What you need to know:

  • The International Finance Corporation (IFC) and the Global Agriculture Food Security Programme (GAFSP) will extend a Sh2.6 billion loan to finance the authority’s internal energy plan which seeks to generate 16 megawatts.

The Kenya Tea Development Agency (KTDA) has got a major boost in bid to lower production cost in its factories after two multilateral organisations agreed to foot part of the Sh8.9 billion budget it requires to set up seven hydro-power plants.

The International Finance Corporation (IFC) and the Global Agriculture Food Security Programme (GAFSP) will extend a Sh2.6 billion loan to finance the authority’s internal energy plan which seeks to generate 16 megawatts.

The IFC and GAFSP have each committed to invest Sh1.3 billion into the renewable power project that will comprise seven run-of-the-river small hydropower plants (SHPs) and construction of transmission lines in various parts of the country.

“This project when completed will result in a significant energy cost saving for tea factories thus increasing financial benefits to farmers,” IFC said in a disclosure note dated September 16.

The KTDA management has frequently cited high cost of production as part of the reasons the bonus paid to small scale farmers has reduced over the years.

Official data indicates that energy costs account for about 30 per cent of the operation costs in tea factories with electricity alone accounting for 17 per cent.

On average, individual KTDA tea factories spend between Sh30 million to Sh65 million annually on electricity, depending on size, crop level and variable costs such as fuel cost adjustment and forex that the Kenya Power use to calculate electricity bills.

The KTDA – with a membership of about 562,000 small scale tea farmers and 54 tea companies – forecasts to cut its power bill by half by turning to its own power sources.

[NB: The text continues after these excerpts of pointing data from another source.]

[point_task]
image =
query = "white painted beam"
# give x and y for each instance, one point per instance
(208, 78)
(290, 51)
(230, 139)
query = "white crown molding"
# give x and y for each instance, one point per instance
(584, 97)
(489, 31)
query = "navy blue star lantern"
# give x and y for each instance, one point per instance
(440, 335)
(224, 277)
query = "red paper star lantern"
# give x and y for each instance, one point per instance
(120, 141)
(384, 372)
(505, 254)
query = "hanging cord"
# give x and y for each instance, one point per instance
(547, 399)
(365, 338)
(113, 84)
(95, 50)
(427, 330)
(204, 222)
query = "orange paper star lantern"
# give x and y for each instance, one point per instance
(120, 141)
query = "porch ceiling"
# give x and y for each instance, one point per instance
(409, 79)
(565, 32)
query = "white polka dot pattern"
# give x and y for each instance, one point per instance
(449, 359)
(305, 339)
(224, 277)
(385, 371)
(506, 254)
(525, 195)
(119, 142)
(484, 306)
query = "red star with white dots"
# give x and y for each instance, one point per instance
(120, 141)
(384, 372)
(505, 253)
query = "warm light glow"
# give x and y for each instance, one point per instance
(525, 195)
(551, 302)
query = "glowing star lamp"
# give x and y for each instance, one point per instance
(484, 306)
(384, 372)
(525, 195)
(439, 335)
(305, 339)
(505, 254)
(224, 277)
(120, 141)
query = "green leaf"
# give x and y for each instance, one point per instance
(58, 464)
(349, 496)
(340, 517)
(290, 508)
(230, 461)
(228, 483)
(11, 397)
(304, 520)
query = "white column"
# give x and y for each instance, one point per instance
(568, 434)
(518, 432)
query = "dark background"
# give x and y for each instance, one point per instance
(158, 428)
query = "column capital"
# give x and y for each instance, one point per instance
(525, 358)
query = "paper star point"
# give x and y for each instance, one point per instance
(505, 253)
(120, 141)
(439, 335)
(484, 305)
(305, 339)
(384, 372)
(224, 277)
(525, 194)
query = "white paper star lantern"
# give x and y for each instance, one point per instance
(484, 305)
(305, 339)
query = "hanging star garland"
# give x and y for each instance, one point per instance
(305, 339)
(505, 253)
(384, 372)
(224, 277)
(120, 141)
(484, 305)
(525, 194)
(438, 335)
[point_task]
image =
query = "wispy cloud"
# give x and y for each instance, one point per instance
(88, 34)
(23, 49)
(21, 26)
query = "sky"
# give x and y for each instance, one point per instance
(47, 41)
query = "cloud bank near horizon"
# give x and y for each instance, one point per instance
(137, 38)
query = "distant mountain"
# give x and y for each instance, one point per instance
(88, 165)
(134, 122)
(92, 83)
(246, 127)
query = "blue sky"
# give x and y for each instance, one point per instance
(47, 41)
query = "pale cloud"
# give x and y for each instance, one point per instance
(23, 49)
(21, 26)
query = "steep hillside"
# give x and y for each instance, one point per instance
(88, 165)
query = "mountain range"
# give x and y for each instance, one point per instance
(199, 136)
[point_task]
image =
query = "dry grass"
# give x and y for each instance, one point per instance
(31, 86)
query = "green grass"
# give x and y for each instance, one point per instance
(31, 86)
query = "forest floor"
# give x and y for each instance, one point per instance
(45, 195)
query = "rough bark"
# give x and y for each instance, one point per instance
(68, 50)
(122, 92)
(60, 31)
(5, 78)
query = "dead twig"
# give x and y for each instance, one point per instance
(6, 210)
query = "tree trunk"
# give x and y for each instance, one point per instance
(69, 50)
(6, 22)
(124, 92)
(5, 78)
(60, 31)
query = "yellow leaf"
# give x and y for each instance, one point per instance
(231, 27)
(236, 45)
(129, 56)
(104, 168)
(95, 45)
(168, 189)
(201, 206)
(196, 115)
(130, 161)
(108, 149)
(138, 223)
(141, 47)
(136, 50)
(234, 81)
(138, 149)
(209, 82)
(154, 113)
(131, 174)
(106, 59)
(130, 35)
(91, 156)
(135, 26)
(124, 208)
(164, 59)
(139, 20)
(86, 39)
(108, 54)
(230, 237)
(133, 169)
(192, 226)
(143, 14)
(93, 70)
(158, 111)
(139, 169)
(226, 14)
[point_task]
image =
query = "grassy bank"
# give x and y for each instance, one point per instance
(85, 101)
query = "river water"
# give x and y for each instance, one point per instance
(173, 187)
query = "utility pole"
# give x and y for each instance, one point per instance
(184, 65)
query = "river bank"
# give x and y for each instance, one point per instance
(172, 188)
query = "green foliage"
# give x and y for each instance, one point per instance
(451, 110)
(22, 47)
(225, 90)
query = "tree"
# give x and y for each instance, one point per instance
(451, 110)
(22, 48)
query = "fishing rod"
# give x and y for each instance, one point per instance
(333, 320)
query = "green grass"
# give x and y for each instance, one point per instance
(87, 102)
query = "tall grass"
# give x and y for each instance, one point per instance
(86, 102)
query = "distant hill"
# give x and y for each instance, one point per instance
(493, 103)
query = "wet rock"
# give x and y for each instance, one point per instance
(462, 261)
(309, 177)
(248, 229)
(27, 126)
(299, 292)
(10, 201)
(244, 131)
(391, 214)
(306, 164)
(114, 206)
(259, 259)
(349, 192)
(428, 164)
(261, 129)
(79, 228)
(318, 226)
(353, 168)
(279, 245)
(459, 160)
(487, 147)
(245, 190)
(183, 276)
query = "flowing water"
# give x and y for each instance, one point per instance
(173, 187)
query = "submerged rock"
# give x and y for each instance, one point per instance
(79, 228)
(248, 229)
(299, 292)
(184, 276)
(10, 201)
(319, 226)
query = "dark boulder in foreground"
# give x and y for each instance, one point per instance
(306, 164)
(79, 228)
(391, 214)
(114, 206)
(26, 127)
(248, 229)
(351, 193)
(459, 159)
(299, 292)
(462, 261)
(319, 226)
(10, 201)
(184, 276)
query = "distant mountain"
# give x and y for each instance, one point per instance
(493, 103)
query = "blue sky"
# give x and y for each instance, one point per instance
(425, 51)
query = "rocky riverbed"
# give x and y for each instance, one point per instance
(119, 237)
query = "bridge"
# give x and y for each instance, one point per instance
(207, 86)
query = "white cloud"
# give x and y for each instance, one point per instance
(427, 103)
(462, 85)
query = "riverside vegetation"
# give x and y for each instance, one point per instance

This would translate to potential savings of Sh1 to Sh2 per kilogramme of green leaf delivered by farmers, KTDA said.

Each of the seven small hydropower plants will have an installed capacity ranging from 1.1MW to 6.5MW. They are to be located in Kirinyaga, Meru, Kericho and Kisii.

According to the IFC disclosure, the SHPs will generate power for KTDA’s tea factories and sell any excess to Kenya Power.

“We want to have a sustainable energy mix that will ensure our factories operate at the lowest possible energy cost while retaining the tea quality KTDA is renowned for,” said KTDA Power general manager Lucas Gakori Maina.

The projects will be managed by KTDA Power, a subsidiary established by KTDA in 2010 as part of a strategy to reduce energy costs.

KTDA Power is presently developing a portfolio of small, run-of-the-river SHPs with an aggregate generation capacity of up to 29MW across 10 sites in various locations in Kenya.

Three out of these 10 sites are fully funded while the remaining seven sites will be covered by IFC’s financing. Each SHP will be owned by newly created asset holding companies, Regional Power Companies (RPCs). In turn, each RPC is jointly owned by several KTDA Tea Factories located in the region where the relevant SHP is constructed.

KTDA is Kenya’s pioneer independent power producer (IPP) player in hydro and owns a 1MW plant located in Imenti. The power is used at Imenti Tea Factory with the balance of 0.3MW being sold to the grid.

The small-scale tea farmers earned Sh803,000 from selling electricity to Kenya Power in the year to June 2014.